The fourth degree shows the most abnormal enormities of cruelty, such as emboweling the victim or the ablation of its genitals, evisceration, dismembering the victim, sucking its blood or devouring its flesh.

Cases of Platonic sadism are very frequently met with in all classes of society. But since the patients do nobody any harm, such cases never come to the notice of the judge or even of the physician, and are hence never recorded. They are discovered in the course of the anamnesis, at the examination for some other anomaly.

One of the author’s patients who was suffering from psychic impotence, a talented painter, in his leisure hours, while sitting in the beer-garden or while conversing with his friends, used to draw on pieces of paper horrible scenes of war and murder, of wounds and blood. When asked about this peculiarity, he confessed that in his imagination he spanks, whips and lashes women until they bleed.

Sadistic acts of the second degree sometimes come to the notice of the physician, when he is called upon to treat the wounds inflicted by the patients.

The author was once called upon by a young bride to be treated for a wound in her left breast which was inflicted through the bite of her husband in the bridal bed, at the acme of his orgasm. It took several weeks to cure this love-bite.

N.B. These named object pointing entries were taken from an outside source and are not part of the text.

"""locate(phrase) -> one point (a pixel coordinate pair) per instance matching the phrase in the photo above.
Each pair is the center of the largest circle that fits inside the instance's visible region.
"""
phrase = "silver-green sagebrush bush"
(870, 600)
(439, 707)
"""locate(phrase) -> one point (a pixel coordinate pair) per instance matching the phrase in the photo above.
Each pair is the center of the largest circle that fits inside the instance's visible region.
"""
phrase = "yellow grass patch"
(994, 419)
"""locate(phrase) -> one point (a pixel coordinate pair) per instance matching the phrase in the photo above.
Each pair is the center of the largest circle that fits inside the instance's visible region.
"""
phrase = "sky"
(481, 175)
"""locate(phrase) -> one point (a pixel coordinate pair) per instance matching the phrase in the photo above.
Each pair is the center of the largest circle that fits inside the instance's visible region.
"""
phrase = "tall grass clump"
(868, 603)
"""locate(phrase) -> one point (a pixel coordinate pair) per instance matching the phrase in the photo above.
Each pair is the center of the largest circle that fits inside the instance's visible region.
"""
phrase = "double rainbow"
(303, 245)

All such acts of the two first degrees still stand on the border-line of the normal and pathological. The acts of the last two degrees are, as a rule, only found in psychopathic degenerates. The best example of sadistic acts of the third degree is found in a recent celebrated murder case in New York city.

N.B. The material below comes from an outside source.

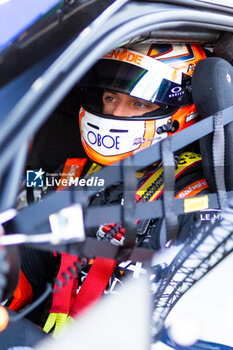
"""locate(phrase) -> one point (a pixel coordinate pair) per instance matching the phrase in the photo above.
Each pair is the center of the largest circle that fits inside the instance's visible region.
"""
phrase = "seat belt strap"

The patient has been twice tried for murder and has been sent to an asylum for the criminal insane. Playing the rôle of a theatrical agent, the patient used to lure young girls to his apartment by advertisement and then gratify his abnormal desires by subjecting the innocent girls to flagellation. He would sometimes have eight to ten girls in the dining-room of his boarding house and would beat one with a whip. The landlady saw poor young girls all welts and bruises from these cruel whippings. On one occasion, she found a girl of fifteen years of age in his room, whose clothing was torn and arms cut from the maltreatment. The wealthy degenerate then paid these girls hush-money to keep quiet. All these facts are in the records of the Supreme court where a habeas corpus order was argued.

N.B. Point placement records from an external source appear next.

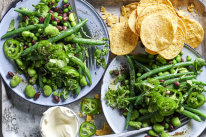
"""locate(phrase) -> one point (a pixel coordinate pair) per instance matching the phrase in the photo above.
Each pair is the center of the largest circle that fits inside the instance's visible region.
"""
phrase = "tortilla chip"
(156, 9)
(150, 52)
(195, 32)
(132, 21)
(157, 32)
(127, 10)
(176, 46)
(122, 39)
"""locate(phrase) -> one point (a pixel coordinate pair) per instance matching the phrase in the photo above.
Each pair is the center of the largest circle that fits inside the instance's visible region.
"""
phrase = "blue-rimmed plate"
(117, 121)
(95, 27)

An example of the fourth degree of sadism is the celebrated case of Nathan Schwartz.

On July 6, 1912, the patient, a former prize-fighter, twenty-three years of age, accidentally meets with a girl, only twelve years of age, but unusually well developed. He accosts the child and lures her to his father’s flat. There he chokes her to insensibility, undresses her, except to her union suit, and carries her to the roof of the house and hence down to the bathroom of a vacant flat. There he makes twenty jabs in her back with a knife, slashes her throat and forearms and stabs her in the heart. The union suit had forty-one rents, all made by his knife. He then puts her into a soap box where she was found by the police. Twelve days later the patient committed suicide, while the police was still looking for him.

This case may throw some light upon the brutality of the prize-fight. The study of the psychology of the votaries of this brutal sport may lead to some important discoveries. Some sadistic trait may be discovered in every one of these fighters, showing that it was not their profession that made them brutal, but that on account of an innate cruelty, they chose the cruel profession.